Rose Perfume: Perfumes are another of those facts about roses. Perfumes are made from attar of roses or rose oil, which is a mixture of volatile essential oils obtained by steam distilling the crushed petals of roses. The technique originated in Persia (the word Rose itself is from Persian) then spread through Arabia and India, but nowadays about 70% to 80% of production is in the Rose Valley near Kazanluk in Bulgaria, with some production in Qamsar in Iran and Germany. The Kaaba in Mecca is annually washed by the Iranian rose water from Qamsar. Bulgaria, Iran and Germany, damask roses are used. In the French oil industry Rosa centifolia is used. The oil, pale yellow or yellow-grey in color, is sometimes called “Rose Absolute” oil to distinguish it from diluted versions. The weight of oil extracted is about one three-thousandth to one six-thousandth of the weight gram of oil.

Individuals

Some rose growers are known for their particular contributions to the rose. These include:

David Austin (“English” roses)

Josephine de Beauharnais

Griffith Buck, professor of horticulture at Iowa State University from 1948 to 1985, hybridized nearly 90 rose varieties. Buck roses are known for disease resistance and winter hardiness.

Conrad-Pyle Co. (Star Roses), Jules Gravereaux, Meilland family, Jean Pernet, pere, Joseph Pernet-Ducher and Suzuki Seizo.

Rose is a flowering shrub of the genus Rosa, and the flower of this shrub. There are more than a hundred species of wild roses, all from the northern hemisphere and mostly from temperate regions. The species form a group of generally prickly shrubs or climbers, and sometimes trailing plants, reaching 2-5 meters tall, occasionally reaching as high as 20 meters by climbing over other plants.

 Rose Capital of America

Tyler, Texas has been nicknamed the “Rose Capital of America” because of its large role in the rose-growing industry; about 20% of commercial rose bushes produced in the U.S. are grown in Tyler and Smith County and more than half of the rose bushes are packaged and shipped from this area. It hosts the nation’s largest rose gardens and hosts the Texas Rose Festival each October, which draws more than 100,000 spectators.

Rose Thorns

While the sharp objects along a rose stem are commonly called "thorns", they are actually prickles — outgrowths of the epidermis (the outer layer of tissue of the stem).
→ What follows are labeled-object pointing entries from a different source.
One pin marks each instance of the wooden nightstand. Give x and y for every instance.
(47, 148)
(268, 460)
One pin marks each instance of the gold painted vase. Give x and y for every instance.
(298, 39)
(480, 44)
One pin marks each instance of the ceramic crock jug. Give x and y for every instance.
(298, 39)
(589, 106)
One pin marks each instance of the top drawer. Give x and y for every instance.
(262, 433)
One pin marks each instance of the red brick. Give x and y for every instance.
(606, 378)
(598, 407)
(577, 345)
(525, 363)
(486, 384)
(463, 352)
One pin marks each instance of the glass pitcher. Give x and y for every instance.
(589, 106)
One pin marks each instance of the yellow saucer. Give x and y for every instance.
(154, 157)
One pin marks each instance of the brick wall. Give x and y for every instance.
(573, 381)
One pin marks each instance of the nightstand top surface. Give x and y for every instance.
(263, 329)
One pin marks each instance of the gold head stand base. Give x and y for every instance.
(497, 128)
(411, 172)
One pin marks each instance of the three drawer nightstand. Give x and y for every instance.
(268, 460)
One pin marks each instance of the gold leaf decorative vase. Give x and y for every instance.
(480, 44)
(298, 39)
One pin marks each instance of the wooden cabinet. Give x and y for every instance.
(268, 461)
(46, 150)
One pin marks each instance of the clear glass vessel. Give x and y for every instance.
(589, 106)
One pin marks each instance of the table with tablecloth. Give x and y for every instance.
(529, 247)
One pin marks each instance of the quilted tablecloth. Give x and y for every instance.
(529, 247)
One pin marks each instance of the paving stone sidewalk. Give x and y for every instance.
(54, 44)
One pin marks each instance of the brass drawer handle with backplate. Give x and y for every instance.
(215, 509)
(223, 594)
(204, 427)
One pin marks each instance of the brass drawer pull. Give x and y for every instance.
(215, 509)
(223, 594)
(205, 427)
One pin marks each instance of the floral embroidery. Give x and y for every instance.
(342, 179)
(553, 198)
True thorns, as produced by e.g. Citrus or Pyracantha are modified stems, which always originate at a node and which have nodes and internodes along the length of the thorn itself. Rose prickles are typically sickle-shaped hooks, which aid the rose in hanging onto other vegetation when growing over it. Some species such as Rosa rugosaand R. pimpinellifoliahave densely packed straight spines, probably an adaptation to reduce browsing by facts of rosesanimals, but also possibly an adaptation to trap wind-blown sand and so reduce erosion and protect their roots (both of these species grow naturally on coastal sand dunes ). Despite the presence of prickles, roses are frequently browsed by deer. A few species of roses only have vestigial prickles that have no points.

These are just some of the facts of roses.